Many Chinese art masterpieces are painted on scrolls, which are not intended to be hung or mounted on walls, but rather are meant to be stored in boxes and periodically taken out to be looked at. This helps preserve the frail paint which breaks down when exposed to humidity and air. Collectors have traditionally unrolled their scrolls after the rainy season in the summer, savored them with some tea and returned them their boxes. Handscroll paintings were generally much longer than they were wide. Compositions were focused from left to right and most scrolls contained one painting although some had several short paintings mounted together. One 85-foot-long silk handscroll from 1550 contained 1,000 figures and 785 horses.

According to Columbia University’s Asia for Educators: If one considers the act of unrolling a handscroll, one can see that it can only be unrolled at a certain distance — the distance with which it can be held open with two hands. Thus, the act of handling and viewing a handscroll makes for a very intimate encounter with the work of art, and perhaps this is why the Chinese, in addition to preferring the handscroll format, have always valued the mark of the artist — the "heart print" of the artist communicated through his brush work — as being the most important aspect of a work of art, rather than a visually faithful representation of the external world. [Source: Asia for Educators, Columbia University, Maxwell K. Hearn, Consultant ]

According to the National Palace Museum, Taipei: ““When works of painting or calligraphy are mounted in the horizontal handscroll format, they are glued to a wooden roller (mu-kun) at the left end to form an axis around which to roll the scroll. At the beginning of the mounting (i.e., the right end), a wooden stave (t'ien-kan) serves as the outer end support. On this is attached a silk cord (tai-tzu) and a fastener (pieh-tzu), which are used to secure the scroll after it is rolled up. At the back of the scroll attached to the stave is a protective flap of heavy silk (pao-shou) that also serves as decoration. On top of this flap is a title label (t'I-ch'ien) that allows identification of the work without unrolling it. [Source: National Palace Museum, Taipei, npm.gov.tw]

“The height of a handscroll is generally about thirty centimeters but can reach fifty or sixty, which is known as a large-mounting handscroll (kao-t'ou ta-chuan). Because the width of handscroll paintings is greater than the height, compositions usually unfold gradually from right to left. Now, for the sake of convenience during display, a large section or the entire scroll is unrolled at once. In the past, however, the proper way to view a handscroll was to unroll with the left hand and roll with the right at the same time, thereby examining one section at a time. The part on view was always that which could be comfortably opened. This intimate and consecutive method of appreciating works differs from the "all-at-once" one of viewing hanging scrolls or album leaves. Artists have taken advantage of this unique feature of the horizontal scroll by adapting subject matter, such as by encompassing events from different times in the same composition for a dramatic effect. With the handscroll format, a world of Chinese painting literally unfolds before the eyes of the viewer.

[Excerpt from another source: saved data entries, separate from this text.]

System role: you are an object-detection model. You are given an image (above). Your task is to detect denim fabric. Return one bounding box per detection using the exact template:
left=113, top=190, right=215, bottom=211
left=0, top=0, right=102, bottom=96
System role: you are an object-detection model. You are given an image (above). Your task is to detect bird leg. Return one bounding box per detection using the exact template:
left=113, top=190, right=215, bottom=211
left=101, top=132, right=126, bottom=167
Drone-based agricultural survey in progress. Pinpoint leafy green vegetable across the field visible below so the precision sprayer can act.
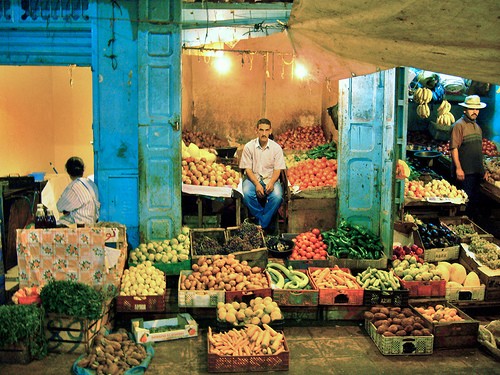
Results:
[306,142,337,159]
[40,280,109,320]
[0,304,47,359]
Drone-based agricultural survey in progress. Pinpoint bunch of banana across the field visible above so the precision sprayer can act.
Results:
[413,87,432,118]
[413,87,432,104]
[417,104,431,118]
[436,100,455,126]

History of Chinese Handscrolls

The first handscrolls, dating back to the Spring and Autumn period (770-481 B.C.), appeared in ancient books and documents and were made mostly from bamboo or wood strips bound together with chord. Beginning in the Eastern Han Period (25-220 A.D.) silk and paper were commonly used. Until the Tang Dynasty (A.D. 690-906), most books and documents were kept as handscrolls that were around a foot and half wide and varied in length from a few inches to several hundred feet. The proper way to look at a book-style handscroll is to hold it vertically, unroll it from the left and roll it from the right, examining a section at a time.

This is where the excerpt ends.